The editors of the magazine "Personnel Business" found out which habits of personnel officers take a lot of time, but are almost useless. And some of them may even cause bewilderment to the GIT inspector.


  • Inspectors from GIT and Roskomnadzor told us what documents should now under no circumstances be required of newcomers when applying for employment. Surely you have some papers from this list. We have compiled a complete list and selected a safe replacement for each prohibited document.

  • If you pay vacation pay a day late, the company will be fined 50,000 rubles. Reduce the notice period for layoffs by at least a day - the court will reinstate the employee at work. We have studied judicial practice and prepared safe recommendations for you.
  • Today, many private companies and organizations have approved and implemented HR department KPIs. However, there are new companies or organizations with outdated, established principles that have not switched to modern methods of assessing the work of HR specialists. When building a general KPI system for the personnel department, it is necessary to take into account that the KPIs of the department head may be similar to the KPIs of subordinates. In this case, it is necessary to take into account the company’s strategic goals, overall business objectives and what role the HR department plays in achieving them.

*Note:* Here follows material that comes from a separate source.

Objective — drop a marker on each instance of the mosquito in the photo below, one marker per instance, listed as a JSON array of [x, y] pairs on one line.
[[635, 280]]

    To put it bluntly, this unit has a decisive role in achieving the overall goals of the organization. After all, this is where the recruitment of future employees takes place; here, personnel are selected who will subsequently work for the overall result of the company. The HR director's KPIs should include indicators that characterize the degree to which all of the organization's specialists are effectively included in the work process. These are activities for planning, selecting and hiring specialists for work, job training, giving competent, objective assessments to personnel, wages, compensation, benefits and labor safety.

    The KPIs of the HR manager in each individual organization must be individual. However, most often they consist of staff turnover (the ratio of fired specialists to the total number of people working in the company), the total number of employees, staffing levels, costs associated with the registration of new employees, etc. All these indicators can be expressed in digital equivalent, in addition, they affect the successful operation of any organization.

    The KPIs of a training manager should not consist of the number of seminars and trainings conducted, but of the results obtained, for example, an increase in the number of transactions concluded after sales training, an increase in the average check in a store, a reduction in staff turnover, an increase in the number of employees who have passed certification, etc. KPIs of the training department should be expressed in numerical indicators, just like general KPIs for all specialists in the organization. You can conduct various trainings every day that will not give any results, but at the same time the specialist will have a high KPI, which is expressed in the total number of seminars and trainings conducted per month. But if you take as a basis the result of the training, the degree of assimilation of information and its application in practice, then the benefit for the company from this indicator can be colossal.

    The general climate in the team, how much specialists value their work, what new faces come to the organization, etc. depend on how competently and professionally the KPIs of the HR service are developed.